Thursday, 26 Sep 2024

‘Cop City’ activist’s official autopsy reveals more than 50 bullet wounds

‘Cop City’ activist’s official autopsy reveals more than 50 bullet wounds


‘Cop City’ activist’s official autopsy reveals more than 50 bullet wounds

Official autopsy results for Manuel Paez Terán, an environmental activist police shot and killed three months ago during a raid in a Georgia public park near the planned site of a police and fire department training center, do little to advance the state's version of events, including the notion that the activist shot first, wounding an officer.

Paez Terán, or "Tortuguita", was one of the "forest defenders" camped throughout the public park less than a mile away from the planned center, known as "Cop City", when dozens of officers entered the South River Forest south-east of Atlanta, Georgia, on 18 January.

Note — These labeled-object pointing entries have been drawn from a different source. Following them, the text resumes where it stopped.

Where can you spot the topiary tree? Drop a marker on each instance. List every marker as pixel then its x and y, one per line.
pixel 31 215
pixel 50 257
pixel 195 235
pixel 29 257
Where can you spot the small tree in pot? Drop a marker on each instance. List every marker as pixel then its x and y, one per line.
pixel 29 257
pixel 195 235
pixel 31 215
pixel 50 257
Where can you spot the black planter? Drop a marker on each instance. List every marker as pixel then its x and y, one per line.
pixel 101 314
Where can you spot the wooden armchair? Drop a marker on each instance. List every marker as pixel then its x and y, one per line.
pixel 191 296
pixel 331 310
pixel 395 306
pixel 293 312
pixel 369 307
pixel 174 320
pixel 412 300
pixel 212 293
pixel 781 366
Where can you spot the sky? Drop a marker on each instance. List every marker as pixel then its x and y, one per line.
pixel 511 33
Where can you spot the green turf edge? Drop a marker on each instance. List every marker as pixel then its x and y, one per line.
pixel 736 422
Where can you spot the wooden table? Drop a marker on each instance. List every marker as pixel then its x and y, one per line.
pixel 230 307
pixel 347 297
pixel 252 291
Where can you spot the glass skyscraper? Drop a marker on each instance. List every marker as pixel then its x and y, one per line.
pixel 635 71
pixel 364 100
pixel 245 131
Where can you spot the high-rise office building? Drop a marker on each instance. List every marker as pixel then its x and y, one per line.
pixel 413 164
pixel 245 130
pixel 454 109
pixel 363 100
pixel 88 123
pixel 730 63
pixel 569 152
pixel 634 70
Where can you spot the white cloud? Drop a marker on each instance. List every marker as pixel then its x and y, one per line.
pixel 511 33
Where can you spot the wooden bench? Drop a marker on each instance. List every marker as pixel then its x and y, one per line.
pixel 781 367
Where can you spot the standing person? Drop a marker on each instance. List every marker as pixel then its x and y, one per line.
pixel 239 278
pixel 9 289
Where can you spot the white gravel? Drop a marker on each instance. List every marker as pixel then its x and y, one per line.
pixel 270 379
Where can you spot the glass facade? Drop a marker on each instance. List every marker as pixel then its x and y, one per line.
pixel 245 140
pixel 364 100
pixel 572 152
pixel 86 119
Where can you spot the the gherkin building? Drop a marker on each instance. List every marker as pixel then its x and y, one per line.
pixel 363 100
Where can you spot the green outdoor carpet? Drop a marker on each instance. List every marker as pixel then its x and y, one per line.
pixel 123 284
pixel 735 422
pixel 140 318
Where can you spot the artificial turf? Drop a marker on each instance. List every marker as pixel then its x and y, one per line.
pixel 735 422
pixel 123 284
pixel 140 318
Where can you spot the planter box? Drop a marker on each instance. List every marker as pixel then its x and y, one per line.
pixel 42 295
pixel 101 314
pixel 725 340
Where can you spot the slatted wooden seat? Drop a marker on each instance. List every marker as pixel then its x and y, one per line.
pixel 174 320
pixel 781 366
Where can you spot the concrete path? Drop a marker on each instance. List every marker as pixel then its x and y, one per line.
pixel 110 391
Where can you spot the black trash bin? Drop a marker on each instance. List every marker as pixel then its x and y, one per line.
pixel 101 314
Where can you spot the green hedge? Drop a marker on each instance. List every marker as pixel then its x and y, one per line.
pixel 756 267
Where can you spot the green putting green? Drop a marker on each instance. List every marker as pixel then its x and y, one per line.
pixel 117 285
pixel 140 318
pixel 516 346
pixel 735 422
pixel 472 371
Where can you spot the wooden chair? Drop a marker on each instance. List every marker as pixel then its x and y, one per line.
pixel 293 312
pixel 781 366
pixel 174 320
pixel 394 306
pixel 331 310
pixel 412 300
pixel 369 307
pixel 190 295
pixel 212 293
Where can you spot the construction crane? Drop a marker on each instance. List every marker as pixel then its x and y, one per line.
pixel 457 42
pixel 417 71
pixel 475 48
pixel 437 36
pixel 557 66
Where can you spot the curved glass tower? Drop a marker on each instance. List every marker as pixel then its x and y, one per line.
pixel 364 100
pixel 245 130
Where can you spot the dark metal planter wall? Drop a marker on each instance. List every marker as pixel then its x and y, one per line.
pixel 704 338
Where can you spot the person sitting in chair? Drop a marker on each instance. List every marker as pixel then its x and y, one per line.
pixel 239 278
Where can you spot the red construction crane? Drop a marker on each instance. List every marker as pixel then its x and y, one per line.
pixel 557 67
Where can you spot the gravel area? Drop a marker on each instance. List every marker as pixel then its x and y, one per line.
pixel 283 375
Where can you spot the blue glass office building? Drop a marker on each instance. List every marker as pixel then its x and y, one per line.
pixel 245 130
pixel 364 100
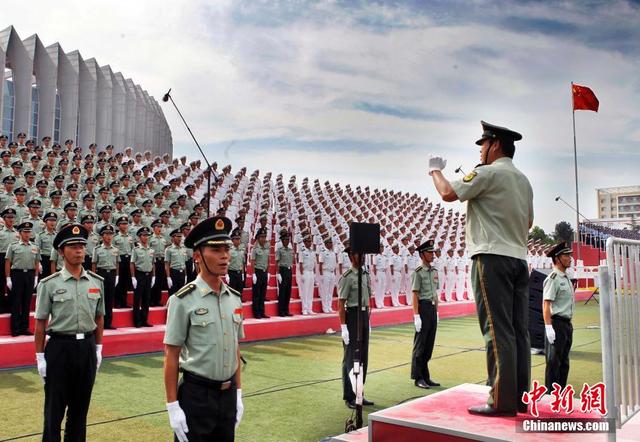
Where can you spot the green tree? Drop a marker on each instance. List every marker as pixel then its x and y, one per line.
pixel 563 232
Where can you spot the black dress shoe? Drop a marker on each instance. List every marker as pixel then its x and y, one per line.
pixel 351 404
pixel 489 411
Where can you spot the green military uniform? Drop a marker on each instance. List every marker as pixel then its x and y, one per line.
pixel 499 212
pixel 558 289
pixel 348 290
pixel 424 282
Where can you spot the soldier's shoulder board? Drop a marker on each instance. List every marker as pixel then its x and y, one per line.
pixel 95 275
pixel 184 291
pixel 51 276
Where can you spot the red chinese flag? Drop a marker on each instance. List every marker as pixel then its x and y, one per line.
pixel 584 99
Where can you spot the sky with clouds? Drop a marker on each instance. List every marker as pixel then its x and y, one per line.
pixel 362 92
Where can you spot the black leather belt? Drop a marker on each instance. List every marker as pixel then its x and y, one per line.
pixel 74 337
pixel 209 383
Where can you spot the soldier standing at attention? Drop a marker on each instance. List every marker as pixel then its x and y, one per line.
pixel 558 305
pixel 424 287
pixel 207 404
pixel 348 313
pixel 499 216
pixel 105 262
pixel 22 263
pixel 142 271
pixel 175 259
pixel 70 307
pixel 260 266
pixel 284 263
pixel 236 263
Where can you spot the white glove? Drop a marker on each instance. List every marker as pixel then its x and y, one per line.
pixel 551 333
pixel 239 407
pixel 42 366
pixel 178 421
pixel 436 163
pixel 417 322
pixel 98 356
pixel 345 334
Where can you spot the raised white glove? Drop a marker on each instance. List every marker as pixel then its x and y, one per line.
pixel 436 163
pixel 417 322
pixel 98 356
pixel 178 421
pixel 551 333
pixel 345 334
pixel 42 366
pixel 239 407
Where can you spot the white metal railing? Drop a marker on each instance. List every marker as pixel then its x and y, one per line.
pixel 620 328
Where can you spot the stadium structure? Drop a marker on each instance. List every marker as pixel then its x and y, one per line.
pixel 48 91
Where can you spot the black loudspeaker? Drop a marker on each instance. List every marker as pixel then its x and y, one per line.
pixel 536 321
pixel 364 237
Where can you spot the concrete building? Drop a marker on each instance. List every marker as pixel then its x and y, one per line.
pixel 47 91
pixel 621 203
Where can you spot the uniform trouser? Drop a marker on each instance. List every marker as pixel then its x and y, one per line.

The incident was the first time in US history that police have shot and killed an environmental activist while protesting, galvanizing a surging movement to protect the forest and oppose the training center and transforming Paez Terán into an international figure.

The state's narrative since then has been that Paez Terán fired first. The Georgia bureau of investigation (GBI), charged with investigating the killing, has only publicly released evidence to date supporting the idea, including a photo of the firearm allegedly used by the activist, and a purchase record of the gun. The officers who shot Paez Terán were from the Georgia state patrol, who generally do not wear body cameras; the state has said there is no footage of the shooting.

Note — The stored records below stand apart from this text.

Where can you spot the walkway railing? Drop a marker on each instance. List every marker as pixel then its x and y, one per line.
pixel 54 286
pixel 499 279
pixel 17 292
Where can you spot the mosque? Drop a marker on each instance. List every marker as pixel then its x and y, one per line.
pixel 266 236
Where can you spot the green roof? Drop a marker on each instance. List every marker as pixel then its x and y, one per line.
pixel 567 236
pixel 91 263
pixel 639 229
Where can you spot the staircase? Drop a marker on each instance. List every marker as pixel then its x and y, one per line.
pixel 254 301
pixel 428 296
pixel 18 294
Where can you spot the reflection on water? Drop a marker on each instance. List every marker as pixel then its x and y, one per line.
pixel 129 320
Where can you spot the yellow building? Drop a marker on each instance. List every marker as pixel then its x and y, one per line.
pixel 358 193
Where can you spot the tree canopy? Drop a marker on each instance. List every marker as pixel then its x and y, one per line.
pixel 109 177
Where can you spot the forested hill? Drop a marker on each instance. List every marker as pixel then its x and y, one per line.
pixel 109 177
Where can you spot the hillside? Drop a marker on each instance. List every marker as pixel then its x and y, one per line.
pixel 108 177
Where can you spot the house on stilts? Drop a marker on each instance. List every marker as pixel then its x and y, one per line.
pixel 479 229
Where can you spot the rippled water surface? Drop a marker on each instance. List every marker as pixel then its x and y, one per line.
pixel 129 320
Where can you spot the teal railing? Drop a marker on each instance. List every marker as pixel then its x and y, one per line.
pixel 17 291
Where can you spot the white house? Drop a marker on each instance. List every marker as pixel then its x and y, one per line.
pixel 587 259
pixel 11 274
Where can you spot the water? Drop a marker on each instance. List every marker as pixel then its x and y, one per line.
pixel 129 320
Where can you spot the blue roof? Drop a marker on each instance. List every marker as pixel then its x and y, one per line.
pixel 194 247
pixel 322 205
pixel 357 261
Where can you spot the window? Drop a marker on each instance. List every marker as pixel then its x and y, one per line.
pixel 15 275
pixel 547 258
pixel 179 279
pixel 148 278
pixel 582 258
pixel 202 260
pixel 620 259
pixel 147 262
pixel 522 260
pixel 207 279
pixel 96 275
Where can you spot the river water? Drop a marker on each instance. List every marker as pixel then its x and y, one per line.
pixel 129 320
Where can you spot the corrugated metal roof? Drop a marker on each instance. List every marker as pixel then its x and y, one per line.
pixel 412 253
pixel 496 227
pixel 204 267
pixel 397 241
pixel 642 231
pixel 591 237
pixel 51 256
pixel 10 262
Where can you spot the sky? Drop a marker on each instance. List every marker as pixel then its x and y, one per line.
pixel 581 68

DeKalb county's autopsy, released to the media through open records requests on Wednesday, offers no support for the notion that Paez Terán fired a weapon, stating that "gunpowder residue is not seen on the hands" or clothes of Paez Terán. Residue on the hands might indicate that a person fired a gun, but neither this analysis nor a test known as the GSR kit is foolproof, according to experts.

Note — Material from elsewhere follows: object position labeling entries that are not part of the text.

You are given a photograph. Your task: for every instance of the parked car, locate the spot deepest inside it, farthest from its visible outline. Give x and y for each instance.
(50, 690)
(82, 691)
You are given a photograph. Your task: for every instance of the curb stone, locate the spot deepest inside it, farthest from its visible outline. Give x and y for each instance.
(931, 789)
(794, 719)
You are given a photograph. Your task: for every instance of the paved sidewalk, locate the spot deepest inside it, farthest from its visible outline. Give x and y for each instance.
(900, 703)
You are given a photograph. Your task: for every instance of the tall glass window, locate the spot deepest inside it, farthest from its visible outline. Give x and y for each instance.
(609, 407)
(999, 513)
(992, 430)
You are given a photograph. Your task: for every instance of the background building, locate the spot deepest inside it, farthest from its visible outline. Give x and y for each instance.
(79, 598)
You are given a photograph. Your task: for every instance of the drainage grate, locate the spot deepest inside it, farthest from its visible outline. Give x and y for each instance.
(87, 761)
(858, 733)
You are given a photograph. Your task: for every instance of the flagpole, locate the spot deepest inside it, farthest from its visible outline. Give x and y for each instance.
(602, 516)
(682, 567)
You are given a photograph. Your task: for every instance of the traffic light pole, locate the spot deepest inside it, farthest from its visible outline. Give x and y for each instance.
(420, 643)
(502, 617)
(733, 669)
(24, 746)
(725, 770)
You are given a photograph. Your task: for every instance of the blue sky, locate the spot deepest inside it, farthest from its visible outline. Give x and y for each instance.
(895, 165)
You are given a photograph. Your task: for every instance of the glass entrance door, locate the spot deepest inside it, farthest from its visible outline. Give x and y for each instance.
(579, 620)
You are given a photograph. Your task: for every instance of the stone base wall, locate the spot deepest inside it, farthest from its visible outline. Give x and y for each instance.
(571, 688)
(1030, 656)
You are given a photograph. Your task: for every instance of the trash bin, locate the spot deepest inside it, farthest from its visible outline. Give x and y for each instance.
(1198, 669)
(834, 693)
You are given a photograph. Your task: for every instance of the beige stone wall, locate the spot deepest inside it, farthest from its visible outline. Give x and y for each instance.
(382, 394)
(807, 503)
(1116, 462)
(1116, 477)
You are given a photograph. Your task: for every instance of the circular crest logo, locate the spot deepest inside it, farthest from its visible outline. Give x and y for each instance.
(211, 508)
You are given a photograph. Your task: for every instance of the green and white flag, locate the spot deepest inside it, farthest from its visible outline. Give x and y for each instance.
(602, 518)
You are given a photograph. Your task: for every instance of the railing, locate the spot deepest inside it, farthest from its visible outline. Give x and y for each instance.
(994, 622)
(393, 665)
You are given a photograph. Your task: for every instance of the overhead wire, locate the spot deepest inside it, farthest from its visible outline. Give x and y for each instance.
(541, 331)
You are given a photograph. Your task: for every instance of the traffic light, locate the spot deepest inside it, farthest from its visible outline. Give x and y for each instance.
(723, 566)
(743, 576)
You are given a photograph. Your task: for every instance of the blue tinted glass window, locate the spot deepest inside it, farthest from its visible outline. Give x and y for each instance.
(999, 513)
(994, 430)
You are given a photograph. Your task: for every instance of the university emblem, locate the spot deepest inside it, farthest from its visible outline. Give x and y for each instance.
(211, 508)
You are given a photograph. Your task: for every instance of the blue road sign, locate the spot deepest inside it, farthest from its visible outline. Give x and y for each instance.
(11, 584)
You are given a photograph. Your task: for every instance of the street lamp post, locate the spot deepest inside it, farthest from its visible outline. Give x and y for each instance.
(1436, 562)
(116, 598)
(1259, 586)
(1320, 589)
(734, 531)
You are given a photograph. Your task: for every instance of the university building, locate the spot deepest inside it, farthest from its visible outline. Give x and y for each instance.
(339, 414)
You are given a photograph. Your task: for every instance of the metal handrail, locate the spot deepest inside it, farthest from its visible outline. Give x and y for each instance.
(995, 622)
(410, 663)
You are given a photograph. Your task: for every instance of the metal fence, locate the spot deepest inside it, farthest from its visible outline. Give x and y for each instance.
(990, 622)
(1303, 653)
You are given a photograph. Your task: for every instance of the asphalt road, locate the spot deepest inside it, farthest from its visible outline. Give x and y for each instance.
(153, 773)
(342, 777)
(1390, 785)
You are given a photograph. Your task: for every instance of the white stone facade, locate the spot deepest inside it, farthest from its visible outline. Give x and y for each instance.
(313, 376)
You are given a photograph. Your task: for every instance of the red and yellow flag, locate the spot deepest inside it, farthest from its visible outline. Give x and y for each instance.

Patrick Bailey, director of the DeKalb county medical examiner's office, told the Guardian that the county forwarded evidence to the GBI for them to perform the GSR kit, or gunshot residue test.

Nonetheless, the autopsy report does little to clarify what actually happened that day, except for noting in 19 pages of clinical detail the 57 gunshot wounds that Paez Terán received, employing every letter of the alphabet more than once to label the injuries.